Scholastique Mukasonga est la nouvelle lauréate du Prix Renaudot 2012. L'auteur d'origine rwandaise se dit fière et honorée d'avoir été choisie. Rencontre. |
Pouvez-vous revenir en quelques mots sur votre parcours ?
Je suis née en 1956 au Rwanda, non loin de la source de la rivière Rukarara, considérée comme une des sources présumées du Nil. En 1956, ma famille, parce que Tutsi, a été déportée à Nyamata, dans le Bugesera, une région dépeuplée par la tsétsé, et domaine des grands animaux. Les réfugiés de l'intérieur y subiront persécutions et massacres à répétition. Malgré le quota de 10 % imposé aux Tutsi, j'ai la chance d'aller à l'école secondaire, mais en 1973, je suis chassée de l'école d'assistante sociale de Butare, et dois me réfugier au Burundi. En 1994, une trentaine de membres de ma famille restés au Rwanda sont massacrés lors du génocide des Tutsi. Il me faudra dix ans pour retourner au Rwanda, et écrire mon premier livre Inyenzi ou les Cafards. J'exerce actuellement en France la profession de mandataire judiciaire. Je ne suis pas une rescapée du génocide mais une survivante.
L'origine de votre écriture se situe dans le génocide au Rwanda, l'écriture est-elle une libération pour vous et pour les victimes ?
C'est le génocide des Tutsi qui a fait de moi une écrivaine. Si mes parents ont choisi pour moi l'exil au Burundi, ce n'était pas seulement pour me sauver la vie, mais aussi pour pouvoir un jour peut-être témoigner de ce qui s'était passé, et de leur existence que l'on avait voulu nier et éradiquer.
Racontez-nous, en quelques mots, l'histoire de votre livre Notre-Dame du Nil pour lequel vous avez reçu le prix Renaudot.
Notre-Dame du Nil est un lycée perché à 2500 m. d'altitude non loin de la source du Nil. On prétend y former l'élite féminine, loin des tentations de la capitale du pays. Un quota limite à 10 % le nombre d'élèves Tutsi. Unité de lieu, unité de temps (l'interminable saison des pluies), le lycée Notre-Dame du Nil constitue le microcosme des tensions, qui divisent la société rwandaise des années 1970. Le plus grand malheur qui soit arrivé aux Rwandais, c'est d'habiter aux sources du Nil, là où depuis l'antiquité s'étaient déposés les mythes d'une contrée originelle, d'un paradis perdu. Le Rwanda fut la dernière tache blanche sur la carte de l'Afrique: aux sources du Nil, on allait trouver des êtres tout juste sortis de la Fable et si on ne les trouvait pas, on allait les inventer. Et les Tutsi étaient justement là pour tenir le rôle: des Noirs qui n'étaient pas des nègres, des Quasi-Européens venus d'Ethiopie ou d'Egypte, des étrangers dans leur propre pays. Le personnage de Fontenaille fait la synthèse de toutes ces utopies meurtrières.
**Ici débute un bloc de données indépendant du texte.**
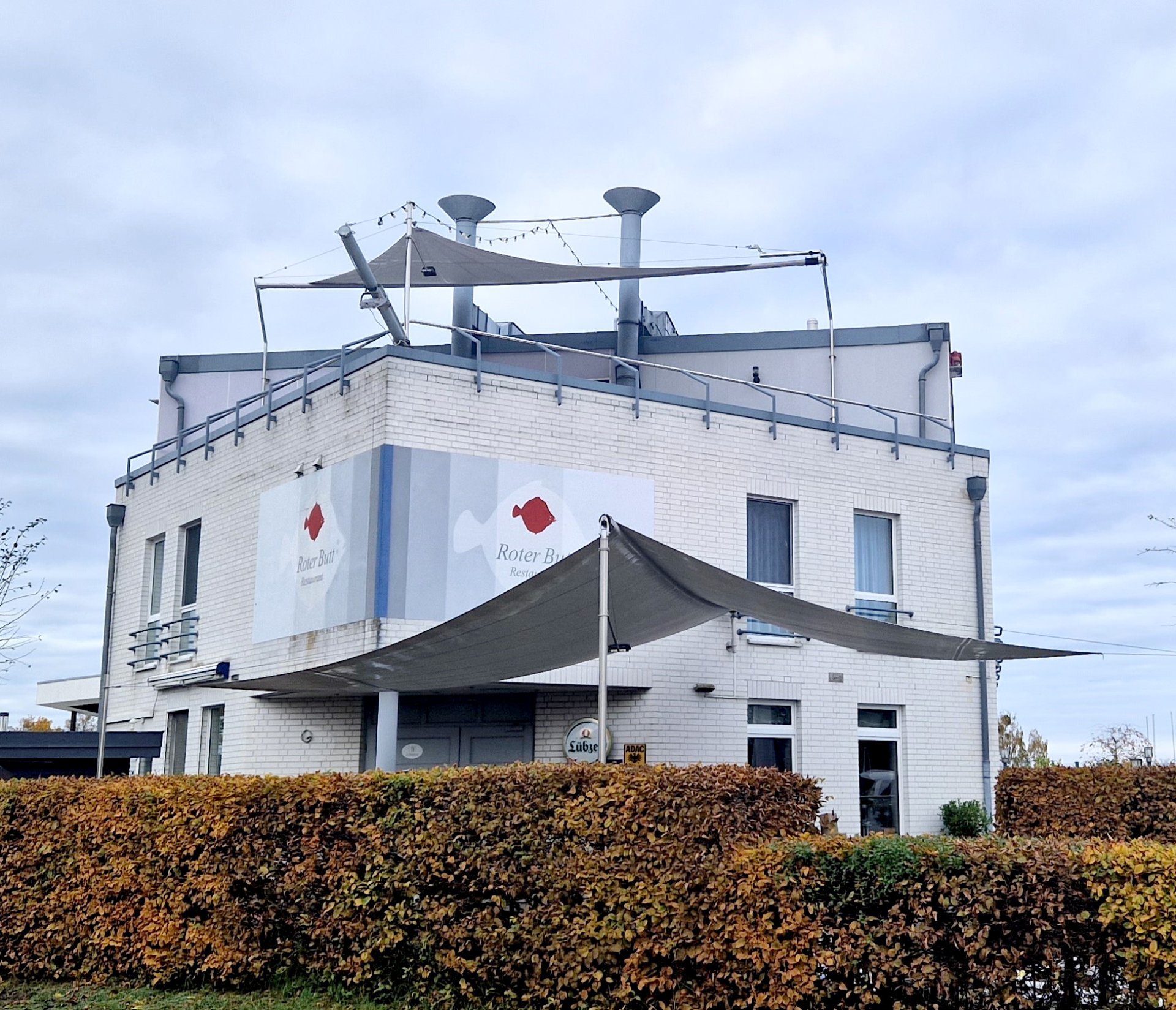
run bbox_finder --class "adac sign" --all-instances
[254,446,656,642]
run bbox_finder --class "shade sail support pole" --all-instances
[596,515,609,764]
[375,692,400,771]
[404,200,417,344]
[336,225,408,344]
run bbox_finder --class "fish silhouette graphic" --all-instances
[302,502,327,540]
[510,496,555,534]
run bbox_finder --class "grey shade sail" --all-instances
[217,519,1087,695]
[281,228,820,289]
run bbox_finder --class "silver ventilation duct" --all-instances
[605,186,661,386]
[437,193,494,358]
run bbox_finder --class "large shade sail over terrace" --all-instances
[257,228,821,289]
[221,519,1085,695]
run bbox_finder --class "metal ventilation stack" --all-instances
[605,186,661,386]
[437,193,496,358]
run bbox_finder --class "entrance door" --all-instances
[396,695,535,771]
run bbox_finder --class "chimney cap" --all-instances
[605,186,661,214]
[437,193,494,224]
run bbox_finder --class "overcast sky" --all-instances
[0,0,1176,759]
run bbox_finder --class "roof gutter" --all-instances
[919,326,943,439]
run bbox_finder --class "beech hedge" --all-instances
[996,764,1176,843]
[0,766,1176,1010]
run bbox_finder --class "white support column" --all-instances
[375,692,400,771]
[596,516,608,764]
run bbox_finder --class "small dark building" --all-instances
[0,730,164,778]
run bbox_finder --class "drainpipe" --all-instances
[159,358,184,455]
[968,476,992,817]
[919,326,943,439]
[97,500,127,778]
[437,193,494,358]
[605,186,661,386]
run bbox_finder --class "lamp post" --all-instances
[97,505,127,778]
[967,475,993,817]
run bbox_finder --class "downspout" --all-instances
[96,500,126,778]
[919,326,943,439]
[159,358,184,455]
[968,476,992,817]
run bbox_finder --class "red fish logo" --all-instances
[302,502,327,540]
[510,497,555,534]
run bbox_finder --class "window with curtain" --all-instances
[854,513,899,624]
[172,522,200,656]
[747,702,796,771]
[142,536,165,660]
[747,499,793,637]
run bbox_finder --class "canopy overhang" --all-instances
[217,519,1088,695]
[257,228,822,289]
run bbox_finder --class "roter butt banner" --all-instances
[253,446,656,642]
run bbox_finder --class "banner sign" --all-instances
[253,446,655,642]
[253,451,380,642]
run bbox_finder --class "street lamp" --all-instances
[97,505,127,778]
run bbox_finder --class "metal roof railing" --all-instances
[124,320,956,494]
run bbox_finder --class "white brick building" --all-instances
[39,191,996,832]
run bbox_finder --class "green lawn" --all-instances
[0,981,404,1010]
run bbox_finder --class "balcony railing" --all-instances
[123,320,956,494]
[127,614,200,669]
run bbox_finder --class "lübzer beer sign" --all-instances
[564,718,612,762]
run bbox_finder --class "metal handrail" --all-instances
[608,354,641,417]
[535,341,564,407]
[800,393,841,453]
[412,318,946,421]
[124,320,956,494]
[124,330,388,494]
[742,380,776,440]
[864,403,899,460]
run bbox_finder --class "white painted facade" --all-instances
[78,320,997,832]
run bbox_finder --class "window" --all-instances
[205,706,225,775]
[747,702,796,771]
[180,522,200,608]
[747,499,793,638]
[854,513,899,624]
[858,708,899,835]
[164,709,188,775]
[168,522,200,656]
[144,537,164,661]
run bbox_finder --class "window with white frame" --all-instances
[143,536,165,663]
[858,707,900,835]
[203,706,225,775]
[164,709,188,775]
[854,511,899,624]
[747,499,795,638]
[747,701,796,771]
[168,522,200,658]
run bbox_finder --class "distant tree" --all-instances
[996,711,1052,768]
[1082,725,1148,764]
[0,499,58,680]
Le prix Renaudot a été attribué à de très grands écrivains français ou francophones, qu'en pensez-vous ?
Le prix Renaudot et ses jurés sont très ouverts aux auteurs africains. On ne peut que les féliciter de cette courageuse originalité, qui fait exception dans la multitude des prix franco-français.
La notion de « témoignage » est-elle importante pour vous ?
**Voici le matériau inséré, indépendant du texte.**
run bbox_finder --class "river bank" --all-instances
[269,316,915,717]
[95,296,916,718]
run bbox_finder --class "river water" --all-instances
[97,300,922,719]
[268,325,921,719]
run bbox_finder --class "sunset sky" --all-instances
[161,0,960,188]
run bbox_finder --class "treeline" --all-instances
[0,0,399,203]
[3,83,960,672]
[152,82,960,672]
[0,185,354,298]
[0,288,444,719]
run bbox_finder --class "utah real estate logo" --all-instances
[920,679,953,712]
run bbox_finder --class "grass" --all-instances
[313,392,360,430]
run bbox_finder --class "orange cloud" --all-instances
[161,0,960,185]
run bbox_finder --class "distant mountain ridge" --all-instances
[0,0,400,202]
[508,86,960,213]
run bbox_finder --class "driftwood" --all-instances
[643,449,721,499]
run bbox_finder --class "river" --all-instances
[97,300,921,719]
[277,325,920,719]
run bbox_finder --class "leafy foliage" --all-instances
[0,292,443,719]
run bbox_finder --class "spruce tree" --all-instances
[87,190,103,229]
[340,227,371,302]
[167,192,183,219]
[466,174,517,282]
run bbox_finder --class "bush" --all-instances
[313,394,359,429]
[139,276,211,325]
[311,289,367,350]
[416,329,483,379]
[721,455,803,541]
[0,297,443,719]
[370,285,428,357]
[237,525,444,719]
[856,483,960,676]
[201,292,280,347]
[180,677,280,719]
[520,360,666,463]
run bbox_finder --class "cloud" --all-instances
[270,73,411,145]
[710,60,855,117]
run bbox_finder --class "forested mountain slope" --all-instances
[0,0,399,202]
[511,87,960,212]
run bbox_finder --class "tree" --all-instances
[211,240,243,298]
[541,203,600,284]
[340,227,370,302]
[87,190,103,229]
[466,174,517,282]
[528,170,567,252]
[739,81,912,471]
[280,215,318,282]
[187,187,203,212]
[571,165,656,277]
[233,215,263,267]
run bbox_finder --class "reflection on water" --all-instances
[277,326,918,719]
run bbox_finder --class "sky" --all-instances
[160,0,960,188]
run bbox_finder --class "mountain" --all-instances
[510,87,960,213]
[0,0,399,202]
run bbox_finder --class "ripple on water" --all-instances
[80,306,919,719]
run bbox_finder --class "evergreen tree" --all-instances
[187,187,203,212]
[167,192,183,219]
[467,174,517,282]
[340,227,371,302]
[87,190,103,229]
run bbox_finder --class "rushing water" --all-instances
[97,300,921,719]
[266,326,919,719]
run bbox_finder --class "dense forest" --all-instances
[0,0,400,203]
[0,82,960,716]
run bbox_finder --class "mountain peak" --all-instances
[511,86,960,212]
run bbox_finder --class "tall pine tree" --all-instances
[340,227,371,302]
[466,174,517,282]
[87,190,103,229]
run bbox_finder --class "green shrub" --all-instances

Pour en revenir au témoignage, dès mon premier livre j'ai voulu que mon écriture soit digne des miens, que mes mots élèvent, pour ceux qui n'en ont pas, un tombeau qui leur fasse honneur. Je suis entrée ainsi, un peu sans le savoir en littérature.
Votre mère Stefania vous a-t-elle inspiré lors de vos travaux d'écriture ? Comment ?
En écrivant mes livres, c'est toujours à ma mère que je les dédie. C'est, je veux le croire, à son talent de conteuse que je dois mon talent d'écrivaine. De livres en livres, je bâtis le tombeau que les assassins lui ont refusé.